Anyway, after we were playing slug for a while, this other pair of rough-looking guys came along, almost right up to us and the leader said in a loud voice, 'We challenge you for the court.' His friend merely seconded him, saying 'Yeah,' as if he were yawning or already bored by us. This meant if they won, we’d have to surrender the 'court' where we were playing on. I felt a chill. You had to accept the challenge.

'Okay. We accept,' I sighed.

So, we started in, and Morty wasn’t bad. We held our own for a while. In fact, with a little effort our chances on winning looked pretty good. But I saw these guys were getting more

and more frustrated, especially the leader. I was afraid these guys would be looking for an excuse to beat us up. And push us off the court.

At one point, I was able to signal Morty that we’d better take it easy and let them win. No shame in that, they were brawlers not players. Sooner or later they were going to blame us as cheating if we started really pulling ahead.

Then the leader got into an argument with his man. And I kept hoping they kept their sore feelings focused on each other. Morty just smiled in a sneaky way toward me. He was onto them but didn’t open his mouth.

I had this growing sick feeling they were about to blame us somehow cheating for their falling behind. Unfortunately, that seemed exactly about to happen.

The leader started waving his arms like an umpire signaling a runner was safe. He yelled, "Wait a minute. Something’s goin’ on."
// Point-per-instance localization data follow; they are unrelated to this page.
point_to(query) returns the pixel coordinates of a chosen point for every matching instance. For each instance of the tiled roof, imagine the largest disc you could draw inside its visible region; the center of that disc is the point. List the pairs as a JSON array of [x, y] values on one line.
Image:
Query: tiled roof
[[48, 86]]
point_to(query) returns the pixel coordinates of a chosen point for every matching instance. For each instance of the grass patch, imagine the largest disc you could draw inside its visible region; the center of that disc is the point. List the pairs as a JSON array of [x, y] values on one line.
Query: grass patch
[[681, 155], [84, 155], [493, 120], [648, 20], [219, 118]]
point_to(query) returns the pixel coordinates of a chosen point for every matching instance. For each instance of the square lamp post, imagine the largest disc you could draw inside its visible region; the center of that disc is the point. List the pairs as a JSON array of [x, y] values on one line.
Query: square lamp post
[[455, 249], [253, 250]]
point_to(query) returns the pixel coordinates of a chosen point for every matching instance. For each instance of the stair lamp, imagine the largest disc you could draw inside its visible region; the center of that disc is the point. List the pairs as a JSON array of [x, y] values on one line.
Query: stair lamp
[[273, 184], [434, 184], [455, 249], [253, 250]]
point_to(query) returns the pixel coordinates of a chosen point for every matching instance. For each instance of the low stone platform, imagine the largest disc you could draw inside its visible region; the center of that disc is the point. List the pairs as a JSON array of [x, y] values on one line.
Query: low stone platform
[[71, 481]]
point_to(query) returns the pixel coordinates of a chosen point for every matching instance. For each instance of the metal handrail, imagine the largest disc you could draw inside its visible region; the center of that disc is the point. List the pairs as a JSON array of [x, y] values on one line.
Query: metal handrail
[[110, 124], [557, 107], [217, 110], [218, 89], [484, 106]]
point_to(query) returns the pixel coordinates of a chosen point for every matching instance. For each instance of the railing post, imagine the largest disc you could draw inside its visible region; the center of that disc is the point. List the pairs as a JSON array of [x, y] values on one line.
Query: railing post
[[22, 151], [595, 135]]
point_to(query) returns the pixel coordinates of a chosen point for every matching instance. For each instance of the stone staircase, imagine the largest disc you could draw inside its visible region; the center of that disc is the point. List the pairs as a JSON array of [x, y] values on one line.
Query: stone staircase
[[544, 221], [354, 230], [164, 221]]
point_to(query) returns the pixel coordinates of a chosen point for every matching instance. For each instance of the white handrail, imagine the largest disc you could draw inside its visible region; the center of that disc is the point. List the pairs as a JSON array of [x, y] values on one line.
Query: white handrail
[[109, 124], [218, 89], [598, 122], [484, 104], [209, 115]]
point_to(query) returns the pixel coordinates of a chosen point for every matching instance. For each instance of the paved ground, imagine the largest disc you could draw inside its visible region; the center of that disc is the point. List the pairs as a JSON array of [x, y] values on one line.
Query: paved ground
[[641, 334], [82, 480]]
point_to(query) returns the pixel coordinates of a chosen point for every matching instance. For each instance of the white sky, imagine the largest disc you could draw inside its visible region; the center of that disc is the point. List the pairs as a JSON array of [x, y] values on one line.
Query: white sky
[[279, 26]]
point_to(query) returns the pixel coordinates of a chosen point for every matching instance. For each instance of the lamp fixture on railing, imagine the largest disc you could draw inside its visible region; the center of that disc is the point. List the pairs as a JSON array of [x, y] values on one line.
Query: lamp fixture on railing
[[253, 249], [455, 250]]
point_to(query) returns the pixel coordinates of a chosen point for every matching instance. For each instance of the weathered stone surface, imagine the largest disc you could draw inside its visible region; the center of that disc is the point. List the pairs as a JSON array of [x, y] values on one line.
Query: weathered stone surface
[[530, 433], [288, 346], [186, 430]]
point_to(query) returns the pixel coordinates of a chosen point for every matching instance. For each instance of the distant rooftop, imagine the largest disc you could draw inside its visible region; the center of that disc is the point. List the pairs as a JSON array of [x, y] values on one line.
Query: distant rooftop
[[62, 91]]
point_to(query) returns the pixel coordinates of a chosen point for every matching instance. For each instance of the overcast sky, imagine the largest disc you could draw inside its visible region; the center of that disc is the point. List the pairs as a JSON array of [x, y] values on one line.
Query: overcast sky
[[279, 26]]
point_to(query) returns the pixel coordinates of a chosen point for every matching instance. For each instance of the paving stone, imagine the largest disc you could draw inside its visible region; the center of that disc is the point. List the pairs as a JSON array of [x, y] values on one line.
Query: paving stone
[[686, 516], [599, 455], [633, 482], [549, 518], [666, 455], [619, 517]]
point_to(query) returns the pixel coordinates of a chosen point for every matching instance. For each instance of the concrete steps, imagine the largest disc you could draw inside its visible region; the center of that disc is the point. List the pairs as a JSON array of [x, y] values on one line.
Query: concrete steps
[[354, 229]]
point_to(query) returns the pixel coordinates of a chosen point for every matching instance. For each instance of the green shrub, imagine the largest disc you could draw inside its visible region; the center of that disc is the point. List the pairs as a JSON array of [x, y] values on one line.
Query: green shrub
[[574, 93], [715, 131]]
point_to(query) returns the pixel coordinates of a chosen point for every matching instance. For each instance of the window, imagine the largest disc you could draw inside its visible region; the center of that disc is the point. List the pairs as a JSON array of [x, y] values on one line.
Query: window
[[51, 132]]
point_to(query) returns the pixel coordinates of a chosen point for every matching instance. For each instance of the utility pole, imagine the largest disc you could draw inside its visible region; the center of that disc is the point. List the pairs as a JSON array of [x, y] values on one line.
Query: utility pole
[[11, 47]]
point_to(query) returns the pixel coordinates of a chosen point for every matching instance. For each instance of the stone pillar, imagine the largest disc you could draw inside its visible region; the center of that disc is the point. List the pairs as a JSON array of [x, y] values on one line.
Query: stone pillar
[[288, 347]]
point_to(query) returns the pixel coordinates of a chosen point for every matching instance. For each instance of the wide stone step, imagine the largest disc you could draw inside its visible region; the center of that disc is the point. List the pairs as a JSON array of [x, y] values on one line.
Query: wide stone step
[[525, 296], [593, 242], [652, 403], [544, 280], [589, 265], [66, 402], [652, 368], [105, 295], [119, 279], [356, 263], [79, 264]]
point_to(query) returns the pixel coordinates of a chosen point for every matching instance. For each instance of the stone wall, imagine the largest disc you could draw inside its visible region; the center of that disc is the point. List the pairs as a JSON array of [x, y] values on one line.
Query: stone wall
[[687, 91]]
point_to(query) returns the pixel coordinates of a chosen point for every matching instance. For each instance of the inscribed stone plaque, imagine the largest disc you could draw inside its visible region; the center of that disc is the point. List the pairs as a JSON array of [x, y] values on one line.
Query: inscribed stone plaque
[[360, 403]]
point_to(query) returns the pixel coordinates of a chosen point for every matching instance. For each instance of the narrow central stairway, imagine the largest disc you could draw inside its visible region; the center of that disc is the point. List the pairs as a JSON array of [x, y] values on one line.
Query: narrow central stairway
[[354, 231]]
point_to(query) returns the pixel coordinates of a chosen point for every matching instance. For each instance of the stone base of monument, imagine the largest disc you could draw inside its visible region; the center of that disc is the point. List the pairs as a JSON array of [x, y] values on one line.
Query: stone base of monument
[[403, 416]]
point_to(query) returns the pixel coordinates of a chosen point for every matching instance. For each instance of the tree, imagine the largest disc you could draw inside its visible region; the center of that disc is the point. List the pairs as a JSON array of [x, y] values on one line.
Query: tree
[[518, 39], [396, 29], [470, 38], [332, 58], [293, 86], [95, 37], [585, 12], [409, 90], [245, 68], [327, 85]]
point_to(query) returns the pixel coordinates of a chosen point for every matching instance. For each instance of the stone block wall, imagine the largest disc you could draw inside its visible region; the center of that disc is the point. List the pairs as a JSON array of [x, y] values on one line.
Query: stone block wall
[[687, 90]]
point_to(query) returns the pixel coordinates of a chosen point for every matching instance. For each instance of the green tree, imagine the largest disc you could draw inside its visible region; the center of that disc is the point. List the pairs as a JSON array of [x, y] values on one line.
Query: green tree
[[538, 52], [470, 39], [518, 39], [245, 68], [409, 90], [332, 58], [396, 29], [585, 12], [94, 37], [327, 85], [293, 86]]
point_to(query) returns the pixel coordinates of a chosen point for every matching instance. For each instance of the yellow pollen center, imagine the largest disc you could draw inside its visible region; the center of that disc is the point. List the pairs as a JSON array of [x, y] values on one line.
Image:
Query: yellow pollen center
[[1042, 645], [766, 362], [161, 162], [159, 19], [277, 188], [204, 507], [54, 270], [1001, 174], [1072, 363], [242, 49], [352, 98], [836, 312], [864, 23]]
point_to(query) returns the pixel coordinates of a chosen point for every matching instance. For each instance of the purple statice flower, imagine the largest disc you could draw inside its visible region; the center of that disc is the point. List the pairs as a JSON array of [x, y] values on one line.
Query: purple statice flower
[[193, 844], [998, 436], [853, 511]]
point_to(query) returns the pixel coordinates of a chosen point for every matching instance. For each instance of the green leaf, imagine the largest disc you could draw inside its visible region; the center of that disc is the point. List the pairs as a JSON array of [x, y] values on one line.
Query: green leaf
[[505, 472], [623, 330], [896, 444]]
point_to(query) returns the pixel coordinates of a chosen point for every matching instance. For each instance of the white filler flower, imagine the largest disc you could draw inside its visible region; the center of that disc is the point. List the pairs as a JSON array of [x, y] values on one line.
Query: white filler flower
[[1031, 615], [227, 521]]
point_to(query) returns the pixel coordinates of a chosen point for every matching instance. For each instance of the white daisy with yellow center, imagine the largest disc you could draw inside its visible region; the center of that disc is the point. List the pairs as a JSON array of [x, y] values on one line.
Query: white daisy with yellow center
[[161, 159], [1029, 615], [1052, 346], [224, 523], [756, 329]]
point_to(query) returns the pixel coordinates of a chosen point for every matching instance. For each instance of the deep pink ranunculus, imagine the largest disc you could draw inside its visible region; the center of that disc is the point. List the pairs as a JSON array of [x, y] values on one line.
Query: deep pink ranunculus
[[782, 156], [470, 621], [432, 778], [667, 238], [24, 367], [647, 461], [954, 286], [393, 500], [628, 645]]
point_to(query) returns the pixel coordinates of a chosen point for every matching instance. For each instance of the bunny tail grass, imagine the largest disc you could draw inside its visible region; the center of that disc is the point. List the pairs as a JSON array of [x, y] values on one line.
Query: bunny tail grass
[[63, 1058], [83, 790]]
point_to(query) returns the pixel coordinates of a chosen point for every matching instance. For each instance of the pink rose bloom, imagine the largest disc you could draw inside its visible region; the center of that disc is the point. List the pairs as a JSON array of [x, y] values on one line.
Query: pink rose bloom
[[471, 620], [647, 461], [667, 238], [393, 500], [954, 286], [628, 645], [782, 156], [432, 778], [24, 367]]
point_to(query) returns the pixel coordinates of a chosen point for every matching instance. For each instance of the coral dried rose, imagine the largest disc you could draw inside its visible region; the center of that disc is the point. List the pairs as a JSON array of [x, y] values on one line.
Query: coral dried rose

"What are you talking about?" I replied. This was the moment on the verge of where we might get our asses kicked.

All of a sudden, a guy rode by on a bike who they seemed to know yelling, "Hey Mickey. Your dad’s home and your mom wants you there pronto."

"Oh yeah?'

"I think they’re mad, just sayin’."

Mickey took the ball, spiked it angrily, and left with his wing man as quickly as they’d appeared.

"Hey Morty," I confessed, relieved. "Imagine if the stakes were ‘Asses Up.'"

That’s where the losers lined up facing a wall with their hands raised up against it and their legs spread, and the winners would throw a ball from across the street at your heinie hard as they could. That could really sting.

"Ooh," was all Morty said in agreement, shaking a hand sideways like he was drying it.

"Hey," I popped up, "I'm thirsty. Let's go for a lime rickey."

"Now you're talkin'," Morty cheerily snapped back.

We had luckily dodged a nasty bullet. Somehow the thought then emerged as I was walking home with Morty that I wasn’t slumming anymore.



Gene Goldfarb lives in New York City, where he ponders, love, hate, mortality and what's up with the guy who hangs around the building. He loves movies, books, travel, and international cuisine. His works have appeared in the very small press, Adelaide, Black Fox, Bull & Cross, CafeLit, Fallow Ground, Open Door and Storytown.